Le cross en salle, il fallait oser !

23 février 2015

En mars 1998, la FFA organisait un cross indoor, dans la salle de Bercy, une première mondiale avec Haile Gebrselassie au départ pour tenter de reconquérir le public jeune.

 
Le cross sous cloche, le cross sous serre. A bonne température, sans bottes ni cirés, sans gants ni bonnets, l’aiguille du thermostat sur les 20°. Sans boue, sans herbe, sans arbre se découpant dans les cieux hivernaux. Le cross en salle…il fallait oser.

Blandine Bitzner fut l'une des animatrices de ce cross en salle

Blandine Bitzner fut l’une des animatrices de ce cross en salle

Sur la table, le président Lamblin joue gros. Deux millions de francs cash. Il pose les enveloppes, 3000 francs pour chaque athlète invité. Il glisse une dernière plus grosse, plus épaisse. 150 000 francs. De la grosse coupure pour honorer de sa présence Haile Gebrselassie, sa majesté au sourire blanc émail éternel, venu faire le VRP pour le cross en salle.

« Le cross se meurt », le Miroir de l’Athlé en faisait déjà des choux gras dans les années soixante en posant la question du pourquoi et comment pour redonner un coup de jeune à une pratique jugée déclinante. A la question comment, Philippe Lamblin, l’impétueux Marsupilani président avait son idée : organiser un cross spectacle en salle, délicate chirurgie esthétique pour capter les jeunes et redonner une place au cross dans les médias.

Les jeunes, ils sont venus, les bus ont convergé de toute la banlieue vers Bercy. Les médias aussi sont venus, les bus régies de Canal+ se sont garés sur le parvis de la salle parisienne pour retransmettre un évènement unique, Marc Maury déjà un micro à la main accompagné de Joalsiae Llado, la championne d’Europe de cross, blazer blanc sur les épaules, casque vert sur les oreilles pour cette première mission de consultante.

« L’indoor, c’est l’avenir du cross.»

Alors on a essayé de bien faire, de construire pour 200 000 francs un décor de planches posées comme de gros dominos Ikea, de bétons version tuyaux de canalisation et de sable version Mimizan Plage.

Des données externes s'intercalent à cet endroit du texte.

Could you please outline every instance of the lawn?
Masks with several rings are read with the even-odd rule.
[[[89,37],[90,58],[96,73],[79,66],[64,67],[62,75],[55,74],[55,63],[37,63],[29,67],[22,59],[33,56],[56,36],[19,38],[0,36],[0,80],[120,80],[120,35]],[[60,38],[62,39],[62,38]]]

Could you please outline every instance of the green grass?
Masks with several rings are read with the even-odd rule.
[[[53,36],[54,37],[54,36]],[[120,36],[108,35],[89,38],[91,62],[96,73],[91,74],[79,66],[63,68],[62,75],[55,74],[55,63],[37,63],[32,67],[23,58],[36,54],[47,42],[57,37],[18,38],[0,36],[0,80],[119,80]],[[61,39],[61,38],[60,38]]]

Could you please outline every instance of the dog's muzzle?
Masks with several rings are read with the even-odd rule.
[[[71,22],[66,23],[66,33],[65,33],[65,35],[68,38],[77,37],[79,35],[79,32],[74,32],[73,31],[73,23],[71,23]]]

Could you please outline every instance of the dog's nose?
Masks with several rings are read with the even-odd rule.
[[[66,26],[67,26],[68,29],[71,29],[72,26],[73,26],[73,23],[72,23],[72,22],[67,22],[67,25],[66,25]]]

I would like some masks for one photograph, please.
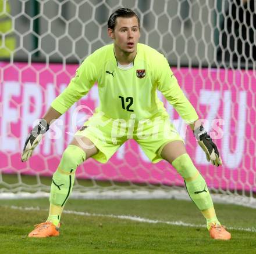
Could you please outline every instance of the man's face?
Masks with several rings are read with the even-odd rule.
[[[108,32],[121,51],[131,53],[136,50],[140,32],[136,17],[118,17],[114,31],[109,28]]]

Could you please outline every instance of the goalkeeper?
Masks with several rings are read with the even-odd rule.
[[[163,124],[169,121],[169,115],[157,90],[162,93],[190,125],[207,159],[218,166],[222,162],[217,147],[204,127],[197,125],[198,115],[167,60],[152,48],[138,43],[137,15],[129,9],[119,9],[111,15],[108,26],[113,43],[98,49],[83,61],[26,141],[22,161],[30,157],[50,123],[98,83],[99,106],[65,150],[52,177],[49,216],[29,237],[59,235],[61,216],[72,192],[78,166],[90,157],[105,163],[124,142],[133,139],[152,162],[165,159],[182,176],[191,199],[206,219],[211,237],[229,240],[230,234],[218,220],[205,181],[187,154],[182,139],[172,124],[166,128]],[[129,123],[127,128],[123,127],[124,122]]]

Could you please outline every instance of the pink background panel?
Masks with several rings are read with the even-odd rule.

De pousser la musique pour chauffer la salle, version âge tendre. Et de mettre en ligne des francs tireurs du cross venus prendre quelques billets et jouer à faire semblant selon une formule à l’américaine spectaculaire, sprints et éliminations successives s’enchaînant au gré des tours. Il ne manquait que la neige en paillette pour que ce cross en chambre puisse se jouer sur un air de symphonie.

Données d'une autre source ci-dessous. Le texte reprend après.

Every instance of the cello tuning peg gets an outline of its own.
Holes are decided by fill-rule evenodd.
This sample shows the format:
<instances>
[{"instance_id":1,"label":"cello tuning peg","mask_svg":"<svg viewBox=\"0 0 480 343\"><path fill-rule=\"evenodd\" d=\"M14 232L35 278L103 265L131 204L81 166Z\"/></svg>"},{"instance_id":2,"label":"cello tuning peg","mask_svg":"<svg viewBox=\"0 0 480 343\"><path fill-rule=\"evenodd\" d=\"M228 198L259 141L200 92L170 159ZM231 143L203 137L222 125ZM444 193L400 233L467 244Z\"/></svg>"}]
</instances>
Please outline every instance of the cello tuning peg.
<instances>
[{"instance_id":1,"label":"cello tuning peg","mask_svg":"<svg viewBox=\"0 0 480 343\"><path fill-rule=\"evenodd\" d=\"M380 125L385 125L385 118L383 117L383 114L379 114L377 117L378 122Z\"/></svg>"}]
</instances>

Indiscutablement, les coureurs n’ont pas joué les sardines dans cette boîte de conserve et Gebre l’emporta devant Khalid Skah et Abdellah Behar. Benoît Z déjà tatoué mais pas rasé signa des autographes, Gebre aussi déclarant au micro de la chaîne cryptée : « «J’ai énormément apprécié. Vraiment, je ne sais pas pourquoi on n’a pas pensé plutôt à faire ce genre de choses. L’indoor, c’est l’avenir du cross.»

Au soir de cette première tentative, les portes de Bercy se sont refermées sur cette prophétie « l’indoor c’est l’avenir du cross ». Philippe Lamblin avait osé, il n’a jamais manqué ni de courage, ni d’emphase, mais la formule n’a pas pris. A Bercy, la version carton pâte a échoué. Ce ne fut qu’un simple coup d’épée dans l’eau car finalement le cross doit rester ce qu’il est, une discipline hivernale où l’on se confronte aux éléments naturels. Où le chaud et le froid doivent souffler dans les bronches des coureurs comme aux oreilles des spectateurs. Le cross, ça doit piquer les jambes des coureurs comme les oreilles des spectateurs. Car le cross est un fruit de plein champ qui ne se cueille que l’hiver.